Every year, Executive Chef Naren Thimmaiah’s Aquafest at Karavalli (The Taj Gateway’s celebrated coastal food speciality restaurant), has become a sought after annual event.
Karavalli is close on 30 years old (it was around the early days of this publication’s existence and we are 28 years old). It is located in The Gateway which is one of the oldest hotels in the city. Gateway dates back to the 70s, when it was called East West Hotel - and in a feat of breathtaking engineering, it featured a swimming pool on the first floor -- its porosity such that the water leaked into the restaurant below and this was a topic of discussion in the Brigade Road cafes.
But that nostalgia precedes Karavalli’s own nostalgia, which, since its early days has had celebrities and the city’s who’s what stopping by regularly. More frequently than they should have, some of the more gastronomically inclined power-diners would demand that the chef du jour should prepare them “special” dishes “not on the menu”. On one such occasion, the publisher of this magazine was subjected at dinner to tortuous and pitiless lessons on south Indian cuisine by his guests, ad film and culinary maven Prahlad Kakkar and actress Moon Moon Sen, who clearly did not suffer sun stroke.

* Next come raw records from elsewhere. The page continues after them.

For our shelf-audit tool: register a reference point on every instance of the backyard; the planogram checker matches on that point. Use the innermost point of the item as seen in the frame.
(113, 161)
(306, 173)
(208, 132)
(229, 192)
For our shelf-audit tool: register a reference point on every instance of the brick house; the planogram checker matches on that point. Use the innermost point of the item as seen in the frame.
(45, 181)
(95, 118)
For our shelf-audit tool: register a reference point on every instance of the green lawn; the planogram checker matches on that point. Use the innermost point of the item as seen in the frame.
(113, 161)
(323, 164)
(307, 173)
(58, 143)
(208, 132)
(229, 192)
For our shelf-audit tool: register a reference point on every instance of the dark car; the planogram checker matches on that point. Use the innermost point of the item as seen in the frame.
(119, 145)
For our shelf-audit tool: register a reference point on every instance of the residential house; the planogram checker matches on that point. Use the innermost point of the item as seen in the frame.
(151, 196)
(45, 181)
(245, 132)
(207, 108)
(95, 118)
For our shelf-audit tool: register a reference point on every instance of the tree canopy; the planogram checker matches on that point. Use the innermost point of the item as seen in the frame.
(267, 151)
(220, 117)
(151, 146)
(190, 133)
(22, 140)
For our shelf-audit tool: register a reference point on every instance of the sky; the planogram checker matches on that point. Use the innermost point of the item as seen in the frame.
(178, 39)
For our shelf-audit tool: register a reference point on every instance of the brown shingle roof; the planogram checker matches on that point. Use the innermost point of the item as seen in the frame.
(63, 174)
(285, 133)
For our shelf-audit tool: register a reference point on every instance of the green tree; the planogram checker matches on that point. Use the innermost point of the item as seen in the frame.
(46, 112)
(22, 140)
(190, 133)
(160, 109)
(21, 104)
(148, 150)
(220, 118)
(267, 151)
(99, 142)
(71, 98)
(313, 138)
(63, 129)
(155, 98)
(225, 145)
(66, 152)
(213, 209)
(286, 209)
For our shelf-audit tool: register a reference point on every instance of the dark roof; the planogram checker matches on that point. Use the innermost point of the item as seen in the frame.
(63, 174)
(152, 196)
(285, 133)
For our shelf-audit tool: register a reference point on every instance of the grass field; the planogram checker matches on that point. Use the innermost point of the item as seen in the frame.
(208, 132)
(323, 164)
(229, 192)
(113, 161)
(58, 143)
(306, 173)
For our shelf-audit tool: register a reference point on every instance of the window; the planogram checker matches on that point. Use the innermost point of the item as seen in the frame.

And then the food arrived and Kakkar was right. The meal was special. Not merely because the dishes were not on the menu. (We never read the menu that evening because such was Kakkar’s arrangement with the woman who was then the chef.) But because a high standard of cuisine had already become a part of this restaurant’s DNA.
There’s something about this whole DNA thing and the walls can speak to you and for some reason, some iconic places can keep their juices flowing. Maybe this tradition is part of Aquaman of the Aquafest, Thimmaiah’s reason to be inspired to invention.
This festival celebrates seafood from the west coast - from Kerala to Goa - and meanders down the village roads in the hinterland. The cuisine explores the culture and traditions of the Coorgs, the Malayalees, the Goans and, being orthographically cautious, the Bunts; and their collective dishes such as Neitha Denji, Marvai Sukka, Pomfret Rechado , Bolanjir Rawa Fry and Konjan Nadan Chuthathu… names that leave you pondering their etymology.
Aquafest will run through November 30, 2017.
November is a great seafood month, when the catch is at its freshest during the second half of the year. Fishing boats are forbidden from deep sea trawling from late June through September or thereabouts when the breeding happens. In October, the fruits de mer hang low.